Ele torceu os pulsos. Desta vez a dor não foi suficiente para acordar. A cortina recusou-se a abrir. Permaneceu trancado numa prisão de memórias, vagueando por um rio de cinzas.
MERGULHARAM PELA noite adentro. O tempo era uma memória. A fita adesiva tinha-lhe cortado a circulação. Já não conseguia sentir as mãos e os pés. Sentia-se febrilmente quente num minuto e arrepiantemente frio no outro. Tinha a impressão de terem parado uma vez. Tinha cheirado gasolina. Estariam eles a encher o depósito? Ou seria apenas a memória de traves de caminho-de-ferro ensopadas em combustível?

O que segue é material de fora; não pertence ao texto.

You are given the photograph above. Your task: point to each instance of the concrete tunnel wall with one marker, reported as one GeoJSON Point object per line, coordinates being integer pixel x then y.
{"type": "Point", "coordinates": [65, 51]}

Os efeitos da droga finalmente dissiparam. Ele estava agora acordado, alerta e consciente, e seguro de que não estava morto. Algo na postura do judeu lhe disse que estavam próximos do final da jornada. Tinham passado por Siedlce, depois, em Sokolow Podlaski, tinham virado para uma estrada de campo mais estreita. Dybow veio a seguir, depois Kosow Lacki. Saíram da estrada principal, para um trilho de terra batida. A van trepidava: dump-dump... dump-dump. A velha via-férrea, pensou, ainda aqui estava, claro. Seguiram o trilho até uma plataforma de abetos e bétulas e pararam um momento mais tarde num pequeno estacionamento alcatroado.
Um segundo carro entrou na clareira com os faróis apagados. Três homens saíram e aproximaram-se da van. Ele reconheceu-os. Eram os que o tinham tirado de Viena. O judeu colocou-se em cima dele e cuidadosamente cortou a fita adesiva e soltou as correias de couro.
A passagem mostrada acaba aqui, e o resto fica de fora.